L’autre soir, en descendant à la cave, j’ai du me rendre à l’évidence. Mon placard à confitures est bientôt vide. Il faut dire que cette année, avec toutes ces répétitions pour la Fête des vignerons, je n’ai guère eu l’occasion de cueillir fraises, rhubarbes ou cerises et encore moins de confiturer.

Alors mercredi dernier, comme les grosses chaleurs étaient passées et que ni orages, ni répétitions n’étaient annoncés pour l’après-midi, je me suis rendue au self-cueillette d’Attalens (FR), chez la famille Perroud, à quelques encablures de Vevey. Je plonge donc avec plaisir mes mains dans les fraisiers, à la recherche de fruits bien mûrs, profitant d’un répit bienvenu dans le rythme infernal que dicte cette participation à la fête, avec les impératifs du travail, la fatigue qui s’accumule, les inquiétudes liées à l’organisation familiale de l’été, etc.
Mais tout à coup, j’entends une voix d’enfant, quelques rangs plus loin, fredonner un air qui me fait aussitôt relever la tête

Dans notre main, l’esprit de la terre
Dans notre esprit, le fruit de la terre,
Les grains, la chair, le cœur de la terre
Sur le chemin, l’odeur de la terre

Ce n’est pas vrai, ne me dites pas que La Fête des Vignerons s’invite jusque dans les champs de fraises!
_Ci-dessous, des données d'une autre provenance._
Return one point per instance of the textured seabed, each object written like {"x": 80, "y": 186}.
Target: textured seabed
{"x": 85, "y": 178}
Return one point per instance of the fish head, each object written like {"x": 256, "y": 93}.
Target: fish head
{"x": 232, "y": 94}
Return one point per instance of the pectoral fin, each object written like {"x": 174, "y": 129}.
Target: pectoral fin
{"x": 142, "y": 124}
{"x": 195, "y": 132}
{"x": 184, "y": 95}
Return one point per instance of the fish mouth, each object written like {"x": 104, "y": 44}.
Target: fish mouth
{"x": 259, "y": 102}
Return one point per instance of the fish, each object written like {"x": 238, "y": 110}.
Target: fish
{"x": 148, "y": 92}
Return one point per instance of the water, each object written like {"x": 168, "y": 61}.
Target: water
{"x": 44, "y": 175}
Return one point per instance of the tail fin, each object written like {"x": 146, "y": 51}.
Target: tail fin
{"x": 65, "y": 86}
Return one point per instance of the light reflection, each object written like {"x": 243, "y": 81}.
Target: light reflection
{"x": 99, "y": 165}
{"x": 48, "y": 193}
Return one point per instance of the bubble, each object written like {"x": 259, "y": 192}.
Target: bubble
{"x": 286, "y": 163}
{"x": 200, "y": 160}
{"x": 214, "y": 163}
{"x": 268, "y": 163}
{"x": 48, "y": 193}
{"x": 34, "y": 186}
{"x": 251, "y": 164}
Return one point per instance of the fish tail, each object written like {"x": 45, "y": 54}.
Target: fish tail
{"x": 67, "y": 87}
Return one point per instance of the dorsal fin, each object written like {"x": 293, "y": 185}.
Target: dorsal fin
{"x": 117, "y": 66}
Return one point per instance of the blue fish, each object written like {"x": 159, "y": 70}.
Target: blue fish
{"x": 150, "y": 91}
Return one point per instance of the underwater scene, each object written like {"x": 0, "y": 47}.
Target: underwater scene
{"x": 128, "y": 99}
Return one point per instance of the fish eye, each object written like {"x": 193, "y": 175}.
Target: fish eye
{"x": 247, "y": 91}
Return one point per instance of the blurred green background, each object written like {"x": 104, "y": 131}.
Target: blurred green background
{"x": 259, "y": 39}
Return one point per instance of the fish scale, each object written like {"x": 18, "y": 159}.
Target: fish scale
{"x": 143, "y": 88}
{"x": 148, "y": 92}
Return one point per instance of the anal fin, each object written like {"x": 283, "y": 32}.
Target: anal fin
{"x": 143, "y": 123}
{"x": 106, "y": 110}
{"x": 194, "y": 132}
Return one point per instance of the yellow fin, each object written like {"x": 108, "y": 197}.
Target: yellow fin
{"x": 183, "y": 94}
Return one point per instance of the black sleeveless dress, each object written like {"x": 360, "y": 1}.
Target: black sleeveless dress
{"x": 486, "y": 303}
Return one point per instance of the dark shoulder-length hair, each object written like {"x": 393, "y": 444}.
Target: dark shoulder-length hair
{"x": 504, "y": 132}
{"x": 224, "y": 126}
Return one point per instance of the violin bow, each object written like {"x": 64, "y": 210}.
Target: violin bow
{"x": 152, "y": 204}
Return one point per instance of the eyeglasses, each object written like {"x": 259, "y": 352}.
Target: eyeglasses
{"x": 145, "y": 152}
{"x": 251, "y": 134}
C’est plus fort que moi, je ne peux pas m’empêcher de reprendre les paroles de ce chant écrit pour le spectacle par Blaise Hofmann. Le petit me jette un regard étonné, tandis que sa maman amusée me lance: « Alors vous, c’est sûr, vous faites la Fête des Vignerons…»

S’ensuit une discussion animée – un incontournable quand des figurants de la Fête se rencontrent – sur les rôles des uns et des autres, le placement dans l’arène, les anecdotes. Dans un élan tout aussi spontané, quelques cueilleurs enjambent les rangs pour venir se joindre à la conversation. Tous connaissent quelqu’un qui en est. Tous ont leur avis sur le sujet. Pendant ce temps, l’enfant, la tête dans les fraisiers, poursuit son tour de chant, déclenchant l’hilarité générale – rires émus, il faut bien le dire – quand il décide de s’attaquer, de sa voix fluette, au Ranz des vaches.

Quant à mon panier, il ne se remplit guère … Je laisse donc les cueilleurs à leurs discussions et je me remets à l’ouvrage, quelques instants durant. Mon natel se met alors à vibrer. C’était trop beau. Vous l’aurez deviné, l’alerte provient… de la Fête des Vignerons! On m’informe de la réorganisation des répétitions des jours à venir et des recommandations en termes de maquillage ( !) – Il me faut rentrer sans tarder. On dirait bien que mes bocaux resteront vides cette année.